I want to eliminate the mandatory stage of self-deception, and replace it with raw honesty. You will face reality, you will face your own idiocy, and you won't fall apart.

Like this:

Hello. My name is Q. That's not my real name. I have so many names that I'm not sure which one is mine anymore.

I am an idiot and a hypocrite, and I have no intention to justify this. I support industries that I shouldn't, hurt individuals that I shouldn't, and say things that I shouldn't.

Sometimes I buy clothes made by child slaves. Sometimes I buy dairy products, even though I know very well where they come from. I remember being mean to my family members and enjoying it. Like most people, I lie almost daily.

I judge people based on their appearance. I am arrogant. I do believe that I am more intelligent than at least 98 % of other people, even though I have no real data to prove this.

I remember once taking part in bullying when I was 8 years old. I remember another time when I didn't have the guts to stand up for the bullied kid even though I truly wanted to.

I have peculiar sexual perversions. Ridiculous stuff interests me. Sometimes I muse on natural disasters and violent deaths of people that I hate. I remember being about 13 and masturbating to Harry Potter and The Order of the Phoenix (the book), which is definitely not a very okay thing to do.

Sometimes I can't stand the way I look. Sometimes I can spend 1-2 hours standing in front of the mirror half-naked and staring at my body and face. I think that my life would make an amazing movie.

I am flawed, lazy, cowardly, vain, ridiculous, embarrassing, a liar, and often unbearable. This is what it's like to be human, and I promise to do my best to become a little better. I promise to do my best to be a hero, even if a coward is always the easiest thing to be. I will fail and fail and fail, but maybe some day I'll make it. Give me another chance.

So easy. Feels so good.

Escaping artists

I guess I'm pretty good at this book writing thing.

One thing becomes clearer every day: I am not an artist. That's just not how my brain functions. I know artists (from a distance) and they have something that I lack (and I have something that they lack). My brain works more like the brain of a scientist or a mathematician.

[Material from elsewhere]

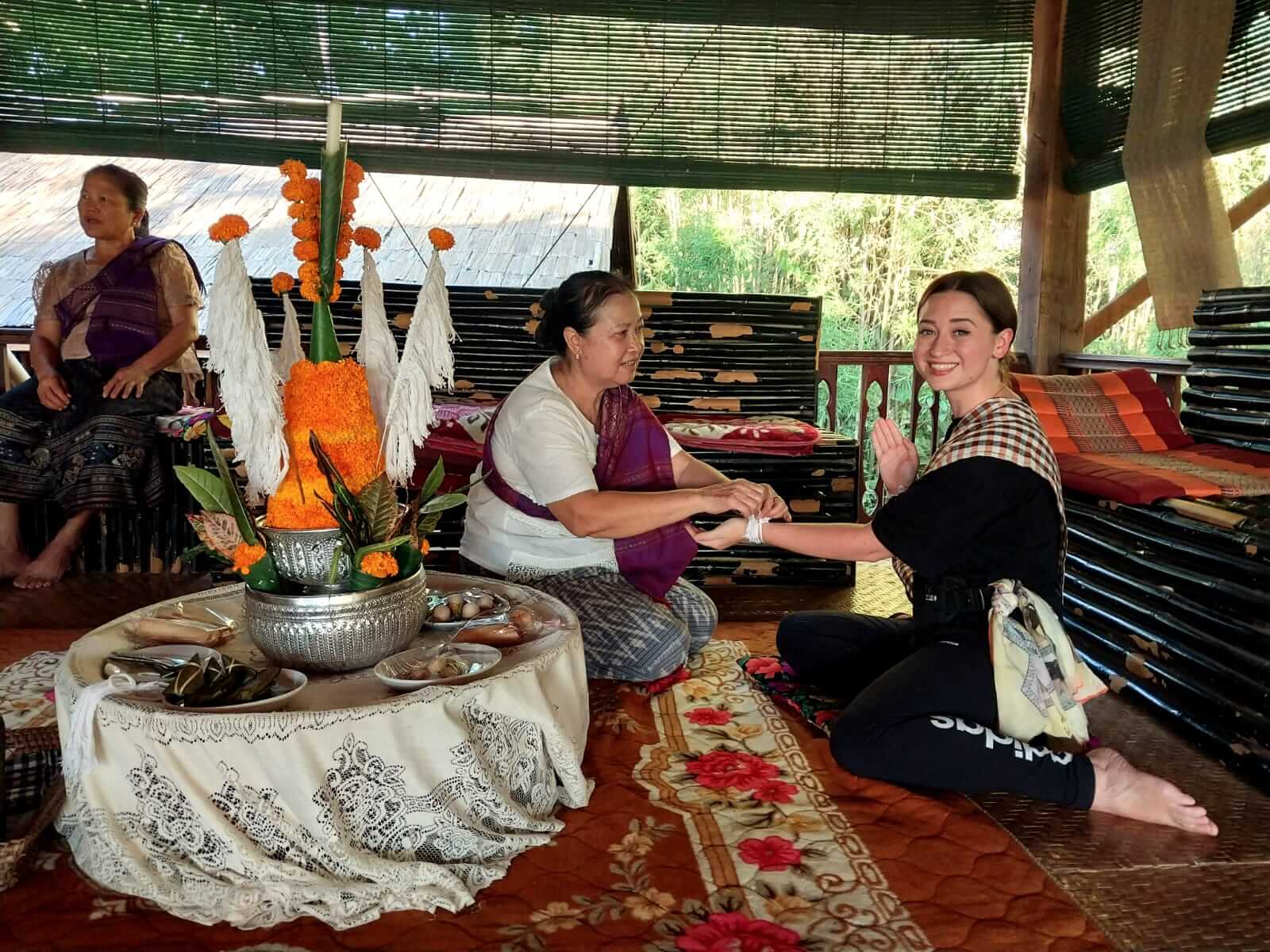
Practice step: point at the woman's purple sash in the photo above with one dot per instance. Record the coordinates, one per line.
(634, 455)
(125, 324)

That's how it's always been. When I draw pictures, they make sense.

For some reason I'm good at telling stories; coming up with people that could exist and things that could happen, histories, traumas, connections. I'm not sure where this comes from as I've barely existed for two decades and spent the last several years masturbating in my room. (I had to replace 'sitting alone' with 'masturbating'.)

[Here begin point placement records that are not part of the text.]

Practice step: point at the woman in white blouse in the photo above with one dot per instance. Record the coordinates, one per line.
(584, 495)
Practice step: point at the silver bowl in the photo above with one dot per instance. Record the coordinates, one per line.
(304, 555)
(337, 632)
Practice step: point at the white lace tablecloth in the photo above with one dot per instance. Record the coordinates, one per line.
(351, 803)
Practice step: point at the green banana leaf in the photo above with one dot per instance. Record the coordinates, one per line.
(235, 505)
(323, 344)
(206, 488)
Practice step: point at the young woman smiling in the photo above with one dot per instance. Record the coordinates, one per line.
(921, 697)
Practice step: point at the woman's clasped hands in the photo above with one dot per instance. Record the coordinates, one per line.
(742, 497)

Anyway, I notice that the stories that I tell and the characters that I come up with are usually pretty traditional. Well, not traditional, but almost the same thing has usually been done before. My characters are like new, more orgastic adaptations of characters that I've already fell in love with somewhere else. I'm good at unconsciously adopting story-telling tricks from other people.

I guess you don't need to live when you have fictional characters to fall in love with.

The sexiest professions I know:

- teacher
- priest
- illusionist / escape artist.

There seems to be a pattern.


Btw, I don't understand how so many (most?) people in Finland seem to think that modern Russia cannot be protested. It's okay that the Russian gangsters throw environmental activists like Sini Saarela in jails and beat LGBT people to death. And if it's not okay, everybody should at least shut up about it, or otherwise Russia will apparently come and eat the people of Finland. (Or something else as stupid and unrealistic.)

People in Finland are behaving like they're on the side of the Russian gangsters; and if somebody refuses to join this play, he/she must be exterminated, because Putin could get mad!

Oh man. Such cowards. Such clowns. I'll never be one of you.